Day 6 looked as though it might be a bit easier, with more relaxed entries into the water. On the second dive, we were swimming about the wreckage of a boat when the light dimmed and we heard the patter of rain on the surface above us. I also realised that I had lost my buddies and was forced to surface. The tenders were moving around, picking people up. It was a bunch of shivering divers that boarded the boat as the rain was colder than the seawater. Nevertheless the day provided a number of good dives. I saw more schooling barracuda, an eagle ray, nice gardens of coral, caves with swim-throughs and nice varieties of surgeonfish.

On day 7, the first dive had gone well and I surfaced with 60 bars left. Karina, the second mate decided to tow us on the rope rather than get us on board the tender. I heard a hissing sound as I sat on the rope and enjoyed the tow. Later Ellis gave me a stern talk about how my air was at 0 bar when he checked my tank. I stood my ground regarding the amount at the time I surfaced. He said that he’d have to get me to follow a dive crew if I wasn’t careful. I was impressed with how the crew took our safety seriously. We dived again at the same spot. I visited a bunch of swim throughs with Serguei. There was one cave that looked particularly interesting, but rather small. I bid Serguei wait and checked it out. Very colourful and large crayfish, with metre-long feelers walked around in the cave. I took it in, then headed out and passed my light to Serguei for him to see the sights.

With the last dive, I had done 20 of the 26 dives possible. It has been my longest dive trip so far. I did not actually see a great variety of creatures that I had not seen before. The stonefish, potato cod, grey reef sharks and silver-tip reef sharks were the most memorable new sights to me. The corals were on par with most of my dive experiences and in occasional cases, better. Having a liveaboard, we were able to go far out and see the best that was on offer.
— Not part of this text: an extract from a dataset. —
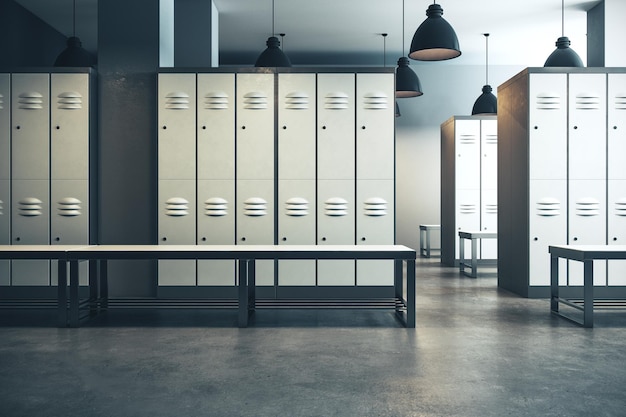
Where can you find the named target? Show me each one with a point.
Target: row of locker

One thing that I did not like about the trip was that I couldn’t just jump off the boat when I felt like it, even when we were anchored at Lizard Island. Nanny state regulations required that a lookout be always present when someone is in the water. I didn’t want the very hard-working staff to also stay on lookout just so I could have a swim by myself.
In any case, it was a great experience: Good diving, good food, high safety standards, very decent accommodation, even a bit of WIFI now and then.